She is an Ironman!

Saturday in Louisville. Sunday in Louisville. Today in Louisville and then back in the car. But yesterday, let me tell you about yesterday.

A person doesn’t enter into endurance racing lightly. Well, sure, we were at an Italian restaurant several years ago and decided we’d try some triathlons. But there are different lengths. And you train differently for all of them. Some of them require more time. And you don’t enter into that kind of commitment lightly.

The Yankee ran under a banner last night that she’s been working for for over six months.

Along the way, there has been a marathon and a national championship in the Olympic distance and some smaller tuneup races and hours and hours and hours and hours of training. You don’t enter into these things lightly.

These events, these long, physically and mentally grueling events are achievable, but they take a person doing the work. And then doing some more. They take time to figure out. How will your body react in the heat? How will your guy feel with this fuel or that fuel? You have to learn about what your body is really telling you, how to listen to it and when to ignore it. You put some things on hold and you hit some benchmarks that you wouldn’t have previously considered. You keep doing that until some of those achievements almost become a matter of course. And then you wind down in preparation of the big day.

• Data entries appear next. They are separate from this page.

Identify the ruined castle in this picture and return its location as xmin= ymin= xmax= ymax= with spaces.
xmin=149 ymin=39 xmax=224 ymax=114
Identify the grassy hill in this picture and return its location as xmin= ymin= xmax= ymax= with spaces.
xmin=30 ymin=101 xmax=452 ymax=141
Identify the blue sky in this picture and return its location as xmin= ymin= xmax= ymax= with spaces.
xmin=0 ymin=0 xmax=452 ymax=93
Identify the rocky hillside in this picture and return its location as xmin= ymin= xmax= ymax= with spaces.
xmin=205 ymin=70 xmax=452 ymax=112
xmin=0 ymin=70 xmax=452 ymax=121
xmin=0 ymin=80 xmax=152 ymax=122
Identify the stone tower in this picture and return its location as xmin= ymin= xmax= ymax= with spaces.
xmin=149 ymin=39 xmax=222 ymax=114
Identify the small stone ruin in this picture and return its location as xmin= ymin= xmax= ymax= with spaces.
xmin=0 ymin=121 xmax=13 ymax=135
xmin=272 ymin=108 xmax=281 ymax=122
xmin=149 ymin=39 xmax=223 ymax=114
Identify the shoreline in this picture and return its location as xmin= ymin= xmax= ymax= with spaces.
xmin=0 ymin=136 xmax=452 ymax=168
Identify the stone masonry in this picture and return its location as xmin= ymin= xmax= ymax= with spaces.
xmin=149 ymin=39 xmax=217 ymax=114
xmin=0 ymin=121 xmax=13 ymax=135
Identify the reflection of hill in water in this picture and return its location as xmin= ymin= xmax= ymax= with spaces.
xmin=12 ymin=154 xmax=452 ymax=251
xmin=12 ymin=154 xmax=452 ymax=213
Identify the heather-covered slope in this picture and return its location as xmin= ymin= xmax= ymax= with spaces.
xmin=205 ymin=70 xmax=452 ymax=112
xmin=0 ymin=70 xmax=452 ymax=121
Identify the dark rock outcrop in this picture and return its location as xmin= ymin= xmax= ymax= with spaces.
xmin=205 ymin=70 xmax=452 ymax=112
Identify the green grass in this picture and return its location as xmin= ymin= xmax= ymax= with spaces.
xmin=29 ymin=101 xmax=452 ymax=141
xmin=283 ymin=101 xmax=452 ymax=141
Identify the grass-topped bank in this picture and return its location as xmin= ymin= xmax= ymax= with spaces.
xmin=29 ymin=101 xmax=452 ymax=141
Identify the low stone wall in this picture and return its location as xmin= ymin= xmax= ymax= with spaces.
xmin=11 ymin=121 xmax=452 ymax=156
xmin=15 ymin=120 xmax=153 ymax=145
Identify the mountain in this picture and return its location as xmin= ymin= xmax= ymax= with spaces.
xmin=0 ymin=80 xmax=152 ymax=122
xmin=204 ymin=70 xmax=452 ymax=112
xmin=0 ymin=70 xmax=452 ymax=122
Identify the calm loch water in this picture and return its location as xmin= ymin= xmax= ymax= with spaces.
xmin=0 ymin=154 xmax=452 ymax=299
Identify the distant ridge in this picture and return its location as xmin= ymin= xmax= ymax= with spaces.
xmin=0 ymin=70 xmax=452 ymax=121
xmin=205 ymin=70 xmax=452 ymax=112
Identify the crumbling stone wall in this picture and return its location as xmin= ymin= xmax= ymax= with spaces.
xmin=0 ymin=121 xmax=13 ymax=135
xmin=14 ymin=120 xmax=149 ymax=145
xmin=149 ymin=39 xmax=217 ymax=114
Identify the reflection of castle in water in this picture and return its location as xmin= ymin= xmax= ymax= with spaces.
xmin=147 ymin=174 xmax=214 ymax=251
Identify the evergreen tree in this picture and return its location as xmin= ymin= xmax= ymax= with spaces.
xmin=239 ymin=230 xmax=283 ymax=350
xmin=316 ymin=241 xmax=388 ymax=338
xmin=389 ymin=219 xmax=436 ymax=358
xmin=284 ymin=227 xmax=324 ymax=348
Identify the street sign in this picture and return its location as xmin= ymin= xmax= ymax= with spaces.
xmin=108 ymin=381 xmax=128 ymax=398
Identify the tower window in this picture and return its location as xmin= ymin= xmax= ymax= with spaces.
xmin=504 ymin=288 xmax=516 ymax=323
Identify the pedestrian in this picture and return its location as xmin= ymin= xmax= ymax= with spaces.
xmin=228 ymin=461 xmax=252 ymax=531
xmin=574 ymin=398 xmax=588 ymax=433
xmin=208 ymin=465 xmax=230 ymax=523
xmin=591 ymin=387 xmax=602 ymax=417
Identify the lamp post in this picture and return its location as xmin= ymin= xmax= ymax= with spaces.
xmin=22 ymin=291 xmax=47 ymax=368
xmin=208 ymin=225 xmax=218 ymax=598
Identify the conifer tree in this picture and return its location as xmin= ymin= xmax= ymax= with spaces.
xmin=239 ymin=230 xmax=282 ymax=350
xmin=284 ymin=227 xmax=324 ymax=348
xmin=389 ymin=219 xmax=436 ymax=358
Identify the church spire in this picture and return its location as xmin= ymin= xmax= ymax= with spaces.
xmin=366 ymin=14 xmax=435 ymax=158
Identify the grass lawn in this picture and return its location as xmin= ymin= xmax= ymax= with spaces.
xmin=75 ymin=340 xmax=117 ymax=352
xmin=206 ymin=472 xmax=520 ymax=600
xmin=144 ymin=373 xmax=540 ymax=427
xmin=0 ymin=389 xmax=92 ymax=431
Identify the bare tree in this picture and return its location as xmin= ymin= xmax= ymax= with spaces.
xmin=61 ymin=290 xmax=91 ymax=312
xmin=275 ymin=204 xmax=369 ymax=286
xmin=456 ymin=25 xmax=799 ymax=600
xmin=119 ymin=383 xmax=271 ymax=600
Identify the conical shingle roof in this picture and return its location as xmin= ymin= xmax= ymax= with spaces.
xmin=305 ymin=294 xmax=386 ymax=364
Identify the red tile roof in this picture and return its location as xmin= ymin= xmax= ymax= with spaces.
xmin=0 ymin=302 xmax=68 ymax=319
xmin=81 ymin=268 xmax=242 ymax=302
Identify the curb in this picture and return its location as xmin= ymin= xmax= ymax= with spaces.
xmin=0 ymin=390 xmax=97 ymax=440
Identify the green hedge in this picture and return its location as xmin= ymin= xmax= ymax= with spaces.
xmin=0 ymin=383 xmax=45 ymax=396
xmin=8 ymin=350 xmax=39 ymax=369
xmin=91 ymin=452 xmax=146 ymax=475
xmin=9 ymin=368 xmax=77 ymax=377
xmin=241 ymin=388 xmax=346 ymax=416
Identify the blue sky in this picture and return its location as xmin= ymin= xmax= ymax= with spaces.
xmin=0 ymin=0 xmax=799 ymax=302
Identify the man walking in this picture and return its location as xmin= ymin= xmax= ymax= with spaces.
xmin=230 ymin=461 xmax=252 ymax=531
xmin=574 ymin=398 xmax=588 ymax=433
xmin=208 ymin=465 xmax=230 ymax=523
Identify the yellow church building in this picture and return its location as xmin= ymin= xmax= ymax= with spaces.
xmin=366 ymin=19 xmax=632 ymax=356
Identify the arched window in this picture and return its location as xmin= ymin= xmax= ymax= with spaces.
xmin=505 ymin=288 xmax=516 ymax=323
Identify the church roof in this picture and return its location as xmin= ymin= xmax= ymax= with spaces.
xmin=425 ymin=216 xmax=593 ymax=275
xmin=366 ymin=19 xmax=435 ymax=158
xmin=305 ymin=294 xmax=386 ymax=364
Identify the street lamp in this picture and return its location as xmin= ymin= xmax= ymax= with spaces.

And on the big day you wake up very early. You’ve lugged all of your stuff down to the starting area, you wiggle into your swimsuit and put your cap on and you wait for your part of the race to start. And when that happens, you swim. At this distance that’s a 2.4-mile swim, this time in the Ohio River. You climb out of the river and run up the ramp and get peeled out of your swimsuit. You throw on your helmet, your bike shoes and set out on a 112-mile ride. There’s wind and rain and dogs and hills and you come in off that ride, which is no small thing on a bike, and then you take off your helmet and change shoes. And then you set out for a 26.2-mile run.

And you smile a lot.

That’s The Yankee’s experience. She had a great race. I saw her all of those times and jogged alongside her for a few moments. I caught up to her again halfway through the run and gave her a great big hug and a kiss. She was in great shape, so it was just down to wait at the finish line, for her and two of her friends.

And speaking of the finish line, this is what some people did when they got there:

Even if you aren’t interested in doing these yourself, you should go and watch the finish line sometime. The energy is palpable, and incredible. And you’ll see there a lot of friends and family looking like this:

None of them entered into this lightly, but many of them felt light on their feet when they finished. It was later, and today, and for the next several days, when they’ll feel the extent of such an impressive accomplishment.